It is fitting that the celebration of Chanukah comes so close to the winter solstice, the darkest part of the long dark winter of Alaska. Chanukah reminds us that we can always add light and the story of Chanukah is one of Jews bravely sticking to their traditions and refusing to assimilate, even when the pressure is high.
My daughter was particularly excited when I came home from work yesterday, bouncing up and down with anticipation and saying, “It’s Chanukah, It’s Chanukah, oh my gosh, it’s Chanukah!!!” Her face was beaming. For her and her brother, Chanukah is a welcome break from everything they are deluged with this time of year, being in public school. This year wasn’t too bad. There was the Christmas themed field trip my daughter skipped, opting instead to spend the morning at home. There were a few projects we had to insist that the kids be allowed to make alternate projects for. There were Christmas themed movie nights and and school parties the kids skipped. Then there are the Orchestra concerts where they’ll play mostly Christmas music, along with maybe a Chanukah song.

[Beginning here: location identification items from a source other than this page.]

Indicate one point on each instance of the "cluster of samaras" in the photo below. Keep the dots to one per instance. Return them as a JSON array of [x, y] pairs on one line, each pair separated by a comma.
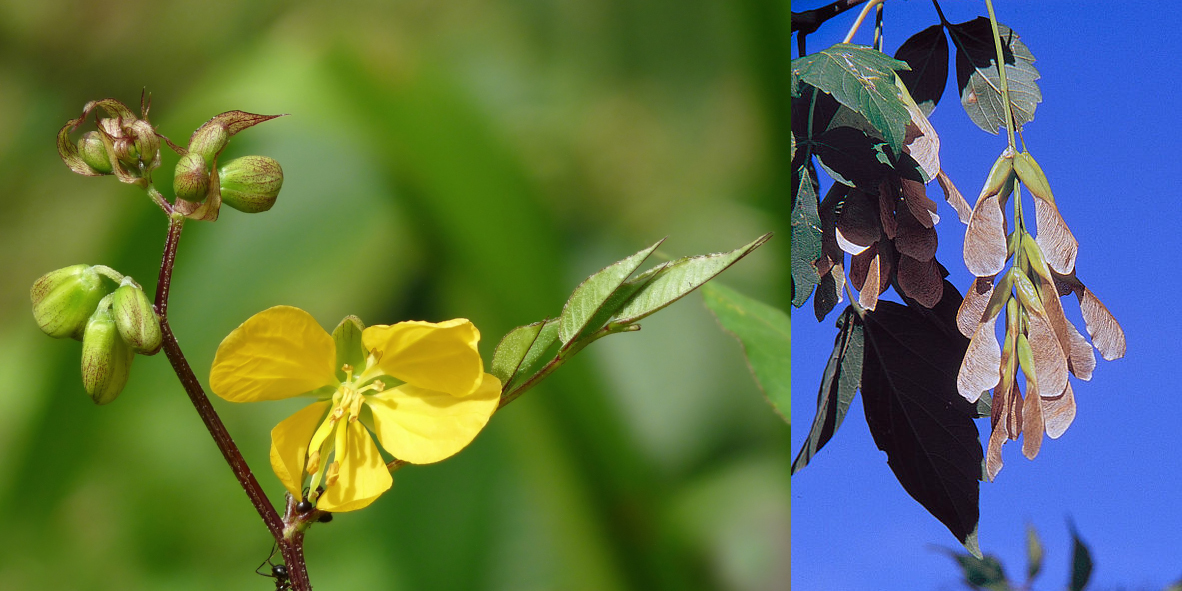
[[889, 235], [1039, 342]]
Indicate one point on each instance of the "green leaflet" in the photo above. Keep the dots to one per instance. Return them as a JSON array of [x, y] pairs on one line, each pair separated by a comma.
[[982, 572], [978, 79], [765, 333], [862, 79], [805, 238], [534, 355], [838, 385], [590, 297], [512, 349], [663, 285], [927, 53]]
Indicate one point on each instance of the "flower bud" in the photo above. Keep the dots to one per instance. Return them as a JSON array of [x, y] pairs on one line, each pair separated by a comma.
[[136, 318], [192, 179], [251, 183], [93, 153], [105, 358], [208, 141], [65, 298], [147, 142]]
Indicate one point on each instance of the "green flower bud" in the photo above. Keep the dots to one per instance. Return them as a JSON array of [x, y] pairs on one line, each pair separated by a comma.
[[208, 141], [105, 358], [251, 183], [93, 153], [125, 153], [136, 318], [147, 142], [192, 179], [65, 298]]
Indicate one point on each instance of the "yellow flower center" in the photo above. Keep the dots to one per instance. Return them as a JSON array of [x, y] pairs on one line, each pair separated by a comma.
[[331, 437]]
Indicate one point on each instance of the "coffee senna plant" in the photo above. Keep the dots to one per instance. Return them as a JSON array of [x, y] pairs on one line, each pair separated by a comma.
[[929, 367], [381, 396]]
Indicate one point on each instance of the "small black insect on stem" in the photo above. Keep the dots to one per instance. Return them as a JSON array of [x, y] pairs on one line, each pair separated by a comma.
[[278, 571]]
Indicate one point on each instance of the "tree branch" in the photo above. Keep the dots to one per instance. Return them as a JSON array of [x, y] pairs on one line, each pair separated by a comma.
[[807, 21]]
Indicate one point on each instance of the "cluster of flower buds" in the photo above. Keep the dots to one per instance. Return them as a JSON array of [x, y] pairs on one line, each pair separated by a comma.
[[108, 312], [123, 144], [889, 235], [129, 148], [1039, 342], [249, 183]]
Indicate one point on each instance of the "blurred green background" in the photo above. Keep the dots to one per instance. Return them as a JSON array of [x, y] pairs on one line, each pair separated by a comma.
[[466, 158]]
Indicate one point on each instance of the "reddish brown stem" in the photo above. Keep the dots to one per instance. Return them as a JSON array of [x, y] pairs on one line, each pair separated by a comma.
[[292, 546], [175, 225]]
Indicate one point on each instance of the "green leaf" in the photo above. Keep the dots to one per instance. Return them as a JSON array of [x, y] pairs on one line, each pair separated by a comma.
[[839, 384], [1033, 553], [1080, 562], [533, 357], [348, 337], [862, 79], [512, 350], [915, 413], [591, 294], [984, 572], [927, 53], [663, 285], [853, 157], [978, 78], [805, 238], [765, 333]]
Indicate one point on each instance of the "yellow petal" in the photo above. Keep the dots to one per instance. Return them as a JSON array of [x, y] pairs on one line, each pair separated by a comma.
[[441, 357], [277, 354], [288, 445], [427, 426], [363, 475]]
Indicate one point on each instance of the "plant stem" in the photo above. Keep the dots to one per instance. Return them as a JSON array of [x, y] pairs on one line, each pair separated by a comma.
[[862, 15], [807, 21], [1001, 72], [878, 27], [175, 225], [292, 547]]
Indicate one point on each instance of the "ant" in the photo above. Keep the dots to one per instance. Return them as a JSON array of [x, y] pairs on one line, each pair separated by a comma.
[[278, 572]]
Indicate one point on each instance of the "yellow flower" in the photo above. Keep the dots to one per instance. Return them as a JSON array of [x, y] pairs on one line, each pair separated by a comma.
[[419, 387]]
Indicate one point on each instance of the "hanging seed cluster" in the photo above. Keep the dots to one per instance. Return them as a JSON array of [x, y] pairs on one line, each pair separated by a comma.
[[889, 235], [1039, 343]]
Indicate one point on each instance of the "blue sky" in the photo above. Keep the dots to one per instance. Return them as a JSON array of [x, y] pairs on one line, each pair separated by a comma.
[[1106, 135]]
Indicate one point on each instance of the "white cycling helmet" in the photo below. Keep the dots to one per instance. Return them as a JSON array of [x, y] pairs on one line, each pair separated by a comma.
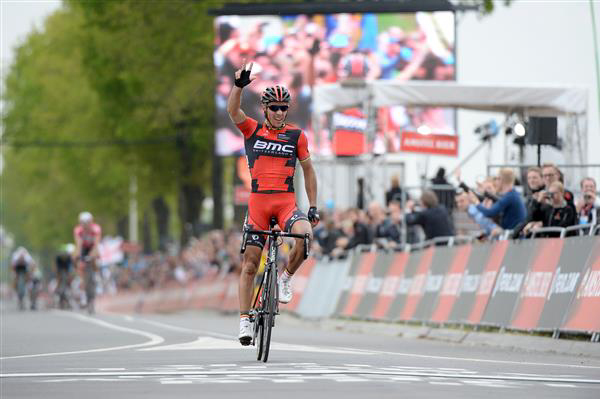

All these are just reminders of why we’re working so hard to move somewhere where there are Jewish schools.
In the midst of all these challenges comes a light, first one candle lit, that grows. It reminds us that we’re almost through the darkest days of winter and the sun will be returning. It reminds us of traditions and a link to a people who have certainly clung to their faith in much tougher circumstances. It also reminds us that Hashem is with those who stubbornly follow Him, even to the point of creating miracles
My latke recipe is out and we have the “Spinagogue” (a kind of dreidel stadium that just came out on kickstarter this year) all set up for play.
May everyone find their little corner of bliss this holiday season!